Già nel 2021 un rapporto ONU ammoniva su di un possibile primo uso in situazioni belliche di droni (arma di per sé semi-autonoma) in un inedito utilizzo completamente “autonomo”. Il rapporto vuol riferirsi all’utilizzo di droni turchi nei territori di guerra libici, i quali avrebbero, senza la necessità di un collegamento con un operatore, selezionato il bersaglio da colpire. Negli ultimi anni si è potuto vedere il celerissimo sviluppo della tecnologia dell’intelligenza artificiale fino a renderla cruciale negli attuali conflitti, anche poiché questi ultimi offrono perfette occasioni per dispiegare e sperimentare i nuovi armamenti.
Il caso in cui l’AI bellica “eccelle” maggiormente è epitomato proprio nel genocidio palestinese dal sistema di processamento dati, denominato cinicamente the Gospel (il Vangelo). Il sistema analizza i miliardi di dati provenienti da immagini satellitari di droni, intercettazioni e comunicazioni del nemico e li traduce in bersagli, rendendolo così artefice di attacchi perfettamente analitici. Perciò nell’attuale riarmo sono naturalmente predilette le tecnologie basate sull’intelligenza artificiale, in particolare gli Stati Uniti stanno spingendo attraverso il mercato delle Foreign Military Sales, ovvero le vendite militari all’estero, affinché siano esportati tali sistemi ai propri alleati per favorirne la superiorità tecnologica. Bisogna inoltre notare che la commercializzazione di tecnologie AI è finalizzata per la strategia nazionale di difesa USA a garantire che gli alleati utilizzino piattaforme compatibili.

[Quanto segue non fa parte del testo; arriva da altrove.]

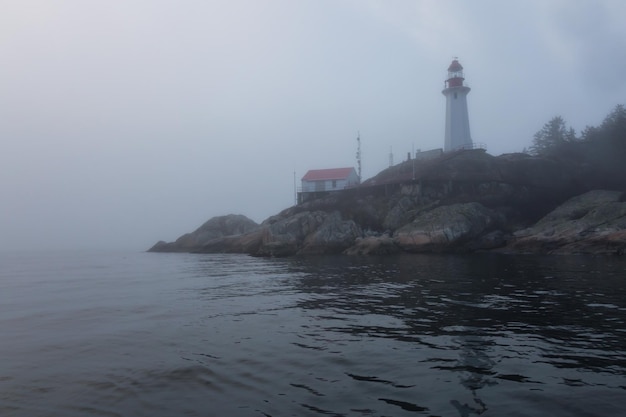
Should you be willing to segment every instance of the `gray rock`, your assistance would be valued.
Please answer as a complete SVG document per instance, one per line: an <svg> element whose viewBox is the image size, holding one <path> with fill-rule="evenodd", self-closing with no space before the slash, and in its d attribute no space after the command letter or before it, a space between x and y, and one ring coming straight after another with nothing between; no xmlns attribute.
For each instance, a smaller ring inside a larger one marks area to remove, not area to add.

In merito all’uso di intelligenza artificiale in guerra sorge subito il sogno da sempre inseguito da politici e strateghi di conflitti a “perdite zero”, ma, sicuramente per adesso, tale sogno è solo popustica mitopoiesi, dato che più che conflitti a “perdite zero” bisogna presagire soltanto ingenti perdite tra i ranghi nemici a costo zero. Ed oltre a ciò si manifesta la contraddizione in cui entrerebbe tali sistemi bellici con i principi fondamentali del diritto umanitario. Si riscontra una certa difficoltà nel pensare a come possa l’intelligenza artificiale sviluppare in primo luogo sistemi capaci di distinguere bersagli leciti e illeciti, militari e civili, considerando inoltre i prigionieri di guerra e rifugiati. In secondo, non essendo dotata di capacità cognitive o emotive, è una valutazione precarizzata credere che abbia la facoltà di stimare l’importanza di un bersaglio in relazione al numero di perdite umane o i danni alla popolazione civile, i beni culturali e civili.

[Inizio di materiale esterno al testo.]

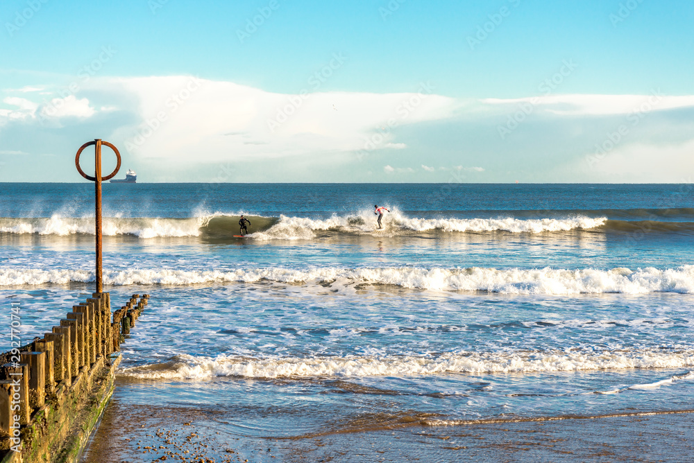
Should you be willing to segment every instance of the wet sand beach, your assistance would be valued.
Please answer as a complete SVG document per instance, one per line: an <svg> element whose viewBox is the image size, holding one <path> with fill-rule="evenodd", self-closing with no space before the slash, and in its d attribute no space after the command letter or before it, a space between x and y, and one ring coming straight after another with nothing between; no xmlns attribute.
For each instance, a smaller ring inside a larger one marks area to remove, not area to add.
<svg viewBox="0 0 694 463"><path fill-rule="evenodd" d="M218 430L237 419L232 409L132 403L123 387L83 461L684 462L694 451L692 412L439 426L403 416L374 426L365 414L342 430L289 437L244 435Z"/></svg>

Ma per quanto, forse utopicamente, il progresso possa risolvere queste ultime problematiche, resterebbe comunque da considerare la questione del principio di responsabilità. Difatti, si snodano innumerevoli possibilità riguardo a su chi debba ricadere la responsabilità di una tecnologia autonoma nell’eventualità di ingiustificate sofferenze del nemico o della popolazione causate in un attacco. Ciò incentiverebbe ineluttabilmente la fine della regolamentazione della guerra o direttamente la terminerebbe. In ultima analisi, l’impiego di tecnologie autonome in situazioni belliche e la forte riduzione di perdite tra le proprie fila potrebbe presumibilmente rendere più difficoltosa la resistenza dei governi, ma primariamente degli individui, alla tentazione della guerra, rendendo inoltre la società civile uno spettatore ancor più passivo alle scelte politiche nei conflitti.